Thursday, September 04, 2008

"Trust me"

Woe is the citizen who accepts that statement from a public servant in lieu of transparent accountability to meaningful standards of conduct and competence.

There is only one reason for a public servant to hide their standards and accountability.

It is because their standards and accountability need to be hidden.

There is no need to hide accountability. On the contrary
there is every reason to make accountability as transparent and
public as it can be made. They should be proud of it.
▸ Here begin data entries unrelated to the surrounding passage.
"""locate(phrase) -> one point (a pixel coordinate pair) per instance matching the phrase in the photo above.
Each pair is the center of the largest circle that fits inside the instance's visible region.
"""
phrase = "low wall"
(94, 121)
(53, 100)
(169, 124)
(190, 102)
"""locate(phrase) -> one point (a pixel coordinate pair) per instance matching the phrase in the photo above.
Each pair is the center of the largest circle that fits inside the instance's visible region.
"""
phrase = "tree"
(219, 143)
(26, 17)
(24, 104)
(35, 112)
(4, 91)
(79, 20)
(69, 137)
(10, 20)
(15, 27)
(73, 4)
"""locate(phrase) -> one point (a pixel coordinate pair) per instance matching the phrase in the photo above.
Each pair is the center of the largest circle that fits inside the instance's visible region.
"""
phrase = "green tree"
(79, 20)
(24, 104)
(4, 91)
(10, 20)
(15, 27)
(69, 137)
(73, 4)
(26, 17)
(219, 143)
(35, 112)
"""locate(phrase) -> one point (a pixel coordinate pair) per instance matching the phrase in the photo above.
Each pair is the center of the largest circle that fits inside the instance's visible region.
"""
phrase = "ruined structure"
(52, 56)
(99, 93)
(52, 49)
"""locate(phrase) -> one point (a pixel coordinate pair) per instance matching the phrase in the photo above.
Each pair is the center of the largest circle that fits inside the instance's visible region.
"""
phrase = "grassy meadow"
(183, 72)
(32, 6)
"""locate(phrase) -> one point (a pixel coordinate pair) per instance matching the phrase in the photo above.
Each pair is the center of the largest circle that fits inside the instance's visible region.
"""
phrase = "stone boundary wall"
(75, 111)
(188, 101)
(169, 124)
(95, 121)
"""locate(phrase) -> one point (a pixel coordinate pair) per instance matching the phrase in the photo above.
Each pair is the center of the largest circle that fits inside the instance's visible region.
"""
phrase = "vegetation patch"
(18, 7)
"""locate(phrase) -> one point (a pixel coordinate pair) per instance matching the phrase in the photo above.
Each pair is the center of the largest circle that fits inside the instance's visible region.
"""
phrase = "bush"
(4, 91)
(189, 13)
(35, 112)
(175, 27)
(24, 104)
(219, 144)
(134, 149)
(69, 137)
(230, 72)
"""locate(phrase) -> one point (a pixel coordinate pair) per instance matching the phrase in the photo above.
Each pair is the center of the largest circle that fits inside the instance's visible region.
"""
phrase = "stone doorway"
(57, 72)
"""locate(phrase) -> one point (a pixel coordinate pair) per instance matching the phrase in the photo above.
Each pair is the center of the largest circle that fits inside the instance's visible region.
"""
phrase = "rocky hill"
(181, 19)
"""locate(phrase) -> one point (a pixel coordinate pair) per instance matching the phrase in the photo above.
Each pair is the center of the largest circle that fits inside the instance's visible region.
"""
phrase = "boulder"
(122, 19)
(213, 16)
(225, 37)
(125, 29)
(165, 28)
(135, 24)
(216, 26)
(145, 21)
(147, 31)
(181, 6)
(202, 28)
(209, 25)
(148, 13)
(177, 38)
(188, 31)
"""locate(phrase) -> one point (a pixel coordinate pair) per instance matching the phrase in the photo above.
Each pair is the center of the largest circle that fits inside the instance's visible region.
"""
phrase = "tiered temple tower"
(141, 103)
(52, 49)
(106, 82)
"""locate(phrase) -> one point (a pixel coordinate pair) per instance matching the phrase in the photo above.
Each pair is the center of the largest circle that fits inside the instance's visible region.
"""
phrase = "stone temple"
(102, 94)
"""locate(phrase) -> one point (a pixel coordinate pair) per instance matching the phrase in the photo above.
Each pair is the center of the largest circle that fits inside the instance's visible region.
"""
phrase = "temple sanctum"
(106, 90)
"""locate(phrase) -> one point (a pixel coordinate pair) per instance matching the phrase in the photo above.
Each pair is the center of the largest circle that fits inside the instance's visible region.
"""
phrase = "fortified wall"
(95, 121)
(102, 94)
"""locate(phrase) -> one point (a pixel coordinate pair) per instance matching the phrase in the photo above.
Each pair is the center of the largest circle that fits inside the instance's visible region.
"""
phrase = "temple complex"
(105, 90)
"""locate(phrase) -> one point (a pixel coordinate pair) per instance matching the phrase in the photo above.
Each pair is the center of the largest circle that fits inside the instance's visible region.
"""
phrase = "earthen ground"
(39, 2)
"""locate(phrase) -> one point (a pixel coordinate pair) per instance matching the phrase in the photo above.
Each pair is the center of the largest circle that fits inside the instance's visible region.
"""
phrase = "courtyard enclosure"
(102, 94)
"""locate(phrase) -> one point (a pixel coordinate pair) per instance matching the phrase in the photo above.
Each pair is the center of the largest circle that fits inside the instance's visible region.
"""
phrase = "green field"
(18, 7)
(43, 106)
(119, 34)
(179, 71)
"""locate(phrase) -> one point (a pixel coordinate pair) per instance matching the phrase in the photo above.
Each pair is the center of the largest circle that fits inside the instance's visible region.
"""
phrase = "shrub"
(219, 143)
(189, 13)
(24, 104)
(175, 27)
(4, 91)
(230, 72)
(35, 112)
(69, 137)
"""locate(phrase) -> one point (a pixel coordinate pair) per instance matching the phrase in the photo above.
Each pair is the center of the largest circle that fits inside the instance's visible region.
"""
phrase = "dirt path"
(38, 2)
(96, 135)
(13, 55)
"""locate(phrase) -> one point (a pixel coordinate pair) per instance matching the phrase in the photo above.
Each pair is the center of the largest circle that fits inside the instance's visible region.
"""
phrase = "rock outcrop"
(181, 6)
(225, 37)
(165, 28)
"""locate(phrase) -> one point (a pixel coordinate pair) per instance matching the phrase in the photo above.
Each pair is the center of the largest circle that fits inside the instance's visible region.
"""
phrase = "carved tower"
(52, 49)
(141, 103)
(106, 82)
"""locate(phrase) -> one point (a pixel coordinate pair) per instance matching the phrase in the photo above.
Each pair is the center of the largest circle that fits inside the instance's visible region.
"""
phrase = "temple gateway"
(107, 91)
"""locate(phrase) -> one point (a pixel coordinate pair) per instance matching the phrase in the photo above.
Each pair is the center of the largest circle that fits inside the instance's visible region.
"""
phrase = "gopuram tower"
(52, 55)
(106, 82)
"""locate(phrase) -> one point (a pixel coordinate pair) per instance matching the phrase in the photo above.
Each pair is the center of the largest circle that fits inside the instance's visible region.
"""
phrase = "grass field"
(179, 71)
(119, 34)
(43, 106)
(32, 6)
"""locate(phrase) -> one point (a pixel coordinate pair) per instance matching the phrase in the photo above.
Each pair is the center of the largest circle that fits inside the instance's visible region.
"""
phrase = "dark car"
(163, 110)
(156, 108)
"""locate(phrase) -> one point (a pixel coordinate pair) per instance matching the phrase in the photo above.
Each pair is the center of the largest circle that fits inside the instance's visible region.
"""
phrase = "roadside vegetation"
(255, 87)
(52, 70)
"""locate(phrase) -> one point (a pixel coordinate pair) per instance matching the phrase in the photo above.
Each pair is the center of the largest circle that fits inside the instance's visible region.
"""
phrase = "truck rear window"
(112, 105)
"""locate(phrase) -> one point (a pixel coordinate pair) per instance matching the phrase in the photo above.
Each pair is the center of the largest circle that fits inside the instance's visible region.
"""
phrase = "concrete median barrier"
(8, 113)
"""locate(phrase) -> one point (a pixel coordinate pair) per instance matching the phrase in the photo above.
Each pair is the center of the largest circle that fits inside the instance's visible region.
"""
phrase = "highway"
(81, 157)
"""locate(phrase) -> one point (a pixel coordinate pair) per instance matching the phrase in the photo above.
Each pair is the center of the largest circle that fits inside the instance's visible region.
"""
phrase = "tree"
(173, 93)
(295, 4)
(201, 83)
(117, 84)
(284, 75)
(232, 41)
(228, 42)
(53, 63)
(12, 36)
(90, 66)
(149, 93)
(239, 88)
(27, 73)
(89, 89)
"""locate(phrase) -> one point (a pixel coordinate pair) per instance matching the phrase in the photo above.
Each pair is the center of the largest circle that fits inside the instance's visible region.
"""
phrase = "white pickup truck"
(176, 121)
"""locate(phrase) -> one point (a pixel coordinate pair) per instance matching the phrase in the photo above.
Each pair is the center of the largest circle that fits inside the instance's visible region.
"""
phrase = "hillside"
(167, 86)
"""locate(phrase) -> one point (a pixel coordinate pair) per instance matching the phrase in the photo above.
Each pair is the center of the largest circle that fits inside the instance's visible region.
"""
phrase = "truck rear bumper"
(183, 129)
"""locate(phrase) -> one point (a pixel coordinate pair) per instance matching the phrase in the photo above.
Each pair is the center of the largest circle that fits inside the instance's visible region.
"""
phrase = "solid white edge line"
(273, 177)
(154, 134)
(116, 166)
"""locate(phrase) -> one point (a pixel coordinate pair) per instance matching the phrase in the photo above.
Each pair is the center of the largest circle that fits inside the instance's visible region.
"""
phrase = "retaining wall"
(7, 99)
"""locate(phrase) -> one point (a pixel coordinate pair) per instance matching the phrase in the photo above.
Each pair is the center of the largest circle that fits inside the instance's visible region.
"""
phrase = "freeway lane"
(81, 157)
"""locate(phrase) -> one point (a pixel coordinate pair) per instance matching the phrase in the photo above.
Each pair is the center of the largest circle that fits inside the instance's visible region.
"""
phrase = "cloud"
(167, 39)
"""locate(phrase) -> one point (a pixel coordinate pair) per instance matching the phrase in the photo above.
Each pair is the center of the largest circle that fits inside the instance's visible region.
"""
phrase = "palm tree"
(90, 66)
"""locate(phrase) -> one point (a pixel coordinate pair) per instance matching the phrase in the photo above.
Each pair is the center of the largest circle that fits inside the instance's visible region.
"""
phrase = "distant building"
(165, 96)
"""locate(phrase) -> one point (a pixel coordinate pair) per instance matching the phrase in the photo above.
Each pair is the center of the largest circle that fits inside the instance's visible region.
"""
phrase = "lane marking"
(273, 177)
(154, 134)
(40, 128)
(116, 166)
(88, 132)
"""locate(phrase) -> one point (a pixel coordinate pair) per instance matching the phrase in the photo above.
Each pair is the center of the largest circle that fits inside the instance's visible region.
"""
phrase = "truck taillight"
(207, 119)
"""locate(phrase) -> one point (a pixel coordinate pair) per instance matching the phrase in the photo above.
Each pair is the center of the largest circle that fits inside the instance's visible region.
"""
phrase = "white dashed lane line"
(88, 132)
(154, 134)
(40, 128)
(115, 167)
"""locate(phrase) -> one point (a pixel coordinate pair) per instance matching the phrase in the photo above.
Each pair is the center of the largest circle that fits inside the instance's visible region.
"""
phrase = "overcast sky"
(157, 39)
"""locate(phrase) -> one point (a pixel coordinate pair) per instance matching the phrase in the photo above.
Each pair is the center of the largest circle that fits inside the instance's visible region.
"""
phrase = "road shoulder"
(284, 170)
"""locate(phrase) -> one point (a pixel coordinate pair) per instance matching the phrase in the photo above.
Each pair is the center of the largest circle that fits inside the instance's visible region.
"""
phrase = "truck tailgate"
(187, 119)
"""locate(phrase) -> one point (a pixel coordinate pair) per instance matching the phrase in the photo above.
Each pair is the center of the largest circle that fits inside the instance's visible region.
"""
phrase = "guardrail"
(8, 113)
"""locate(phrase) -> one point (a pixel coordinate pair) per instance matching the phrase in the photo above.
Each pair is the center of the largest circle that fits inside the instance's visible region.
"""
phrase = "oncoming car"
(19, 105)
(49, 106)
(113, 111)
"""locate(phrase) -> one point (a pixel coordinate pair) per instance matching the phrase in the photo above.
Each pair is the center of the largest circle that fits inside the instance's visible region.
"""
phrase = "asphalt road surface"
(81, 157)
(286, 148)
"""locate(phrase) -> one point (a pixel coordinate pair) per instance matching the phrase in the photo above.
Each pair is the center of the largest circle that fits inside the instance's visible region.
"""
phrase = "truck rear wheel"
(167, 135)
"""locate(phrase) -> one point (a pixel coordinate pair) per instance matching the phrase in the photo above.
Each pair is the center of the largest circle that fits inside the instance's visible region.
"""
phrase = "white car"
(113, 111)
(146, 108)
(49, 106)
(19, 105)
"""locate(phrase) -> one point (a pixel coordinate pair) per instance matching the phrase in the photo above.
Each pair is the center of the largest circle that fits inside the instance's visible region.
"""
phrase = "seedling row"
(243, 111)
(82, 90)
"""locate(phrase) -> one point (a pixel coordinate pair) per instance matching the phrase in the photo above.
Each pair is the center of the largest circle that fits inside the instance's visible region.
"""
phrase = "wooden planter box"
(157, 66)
They wouldn't be hiding from an impartial audit,
unless there is a reason to hide from an impartial audit.
They don't what their standards and accountability exposed
to the light of day. For a reason.

If you are looking for competent and honest public service,
"trustworthiness" runs a far distant second to
honest accountability to meaningful standards
of conduct and competence.

There is no need to have to "trust" a public servant,
if you know that that public servant is accountable to
meaningful standards of conduct and competence
by an impartial system
powerful enough to hold them accountable even against their will.

If a public servant, denies you transparent and honest
accountability, and instead offers you "trust me",
you should turn down the deal. They are hiding something.

The terms of public service are the prerogative of the public
not of the public servant.

It is not OK for a senior public servant to insist that you
trust him to look under every rock; if he then refuses to
tell you what he found under those rocks,
and what he did with what he found.

The unwillingness to offer real transparency in the clean up
of the leadership of the APS, reinforces the perception that
it is at best, a Chinese fire drill of the incompetent and the
corrupt.

An impartial audit is the only solution on the table that
guarantees transparency and honesty;
"trust me" does not.

An impartial audit is the only thing that the leadership of
the APS can do that would actually prove that
they are actually holding themselves accountable
to meaningful standards of conduct and competence.

There is no equivalent gesture.

Either they audit, or they are hiding something.